Question

Many TLENs in a SAM file seem much too big

0

Entering edit mode

3.4 years ago

langziv ▴ 70

Hello.

I have a SAM file from an alignment between a human sample against an NCBI reference genome. I took the TLENs (the 9th field in each SAM file entry) from the SAM file. Some TLENs are over 240 million base pairs. Does anyone know how can reads get that long? maybe a polymerase in the some of the sequencing elongations managed to elongate a DNA just by chance.

Thanks.

NGS SAM comperative-genomics alignment • 1.3k views

ADD COMMENT • link updated 3.3 years ago by d-cameron ★ 2.9k • written 3.4 years ago by langziv ▴ 70

0

Entering edit mode

Hello,

I would guess that for those read wich such a huge TLENs value the mapping is incorrect. What's the mapping quality for them?

fin swimmer

ADD REPLY • link 3.4 years ago by finswimmer 16k

score 1 · Answer 1 · 2021-07-09

Some TLENs are over 240 million base pairs. Does anyone know how can reads get that long?

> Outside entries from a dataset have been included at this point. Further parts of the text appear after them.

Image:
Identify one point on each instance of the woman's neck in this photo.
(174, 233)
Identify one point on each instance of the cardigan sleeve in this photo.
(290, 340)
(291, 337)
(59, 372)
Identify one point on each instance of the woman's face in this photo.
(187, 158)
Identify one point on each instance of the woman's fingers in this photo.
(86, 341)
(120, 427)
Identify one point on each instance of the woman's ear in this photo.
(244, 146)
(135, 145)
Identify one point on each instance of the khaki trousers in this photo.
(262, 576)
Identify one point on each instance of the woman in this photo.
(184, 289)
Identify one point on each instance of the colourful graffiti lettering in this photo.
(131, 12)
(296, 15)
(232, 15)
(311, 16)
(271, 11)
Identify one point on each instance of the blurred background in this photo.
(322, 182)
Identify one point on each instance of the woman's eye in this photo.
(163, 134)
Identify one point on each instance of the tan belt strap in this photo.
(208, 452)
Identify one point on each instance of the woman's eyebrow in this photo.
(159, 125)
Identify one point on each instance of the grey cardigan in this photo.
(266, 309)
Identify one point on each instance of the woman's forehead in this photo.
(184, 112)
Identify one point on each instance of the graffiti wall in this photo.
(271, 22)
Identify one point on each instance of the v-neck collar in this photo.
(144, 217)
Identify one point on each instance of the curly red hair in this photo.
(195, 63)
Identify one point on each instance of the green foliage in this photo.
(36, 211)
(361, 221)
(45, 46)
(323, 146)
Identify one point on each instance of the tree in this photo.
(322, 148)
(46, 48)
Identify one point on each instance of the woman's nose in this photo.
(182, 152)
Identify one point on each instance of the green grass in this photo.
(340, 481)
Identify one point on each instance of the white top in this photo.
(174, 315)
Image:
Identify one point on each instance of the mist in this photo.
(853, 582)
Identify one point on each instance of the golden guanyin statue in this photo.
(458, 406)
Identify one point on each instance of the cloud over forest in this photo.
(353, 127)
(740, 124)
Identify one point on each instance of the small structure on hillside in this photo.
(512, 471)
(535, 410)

Neither read is 240Mb in length (it'll be 100 or 150 or whatever length your sequenced to). The 240Mb is the inferred template length based on read alignments of the two reads in the read pair. If the reads in a read pairs alignment 240Mb from each other, TLEN is going to be 240Mb^. The actual sequenced DNA fragment (template in SAM specification terminology) is certainly not 240Mb in length. Possible reasons are:

Incorrect alignment

The read alignment for one or both reads could be incorrect. Large genome have many repetative regions and most aligners, when faced with many possible alignment locations, will random choose one. Aligners will typically report a mapping quality score to indicate a level of confidence in the alignment. Low mapq indicate the aligner has low confidence that the alignment is correct.

E.g.: a fragment from a telomere could have one read aligned to each telomere of chr1. This would result in a TLEN of around 249Mb.

E.g.: the two reads from a L1HS LINE element could be aligned to different L1HS repeats in the reference

Library preparation

Chimeric fragments resulted the generation of a chimeric fragment in which two DNA segments are repaired to each other during library preparation. This will result in the two reads aligning to different locations. If those locations were near the start/end of a large chromosome, you'll get a very large TLEN.

The rate of such errors depends on the sample library preparation used. For example, FFPE samples have a higher rate than fresh frozen.

Structural variantion

The sample genome could contain a genome rearrangement causing two regions that are very far apart in the reference to be close together in the sample (e.g a translocation from one end of a chromosome to another). If the sequence fragment straddles a breakpoint, the TLEN will to be large but actual length of the sequence fragment would be in line with the library fragment size distribution.

^ Whether TLEN includes the length of the read alignments depends aligner. Some do, some don't, and the SAM specifications themselves have changed so there's never going to be consensus going forward.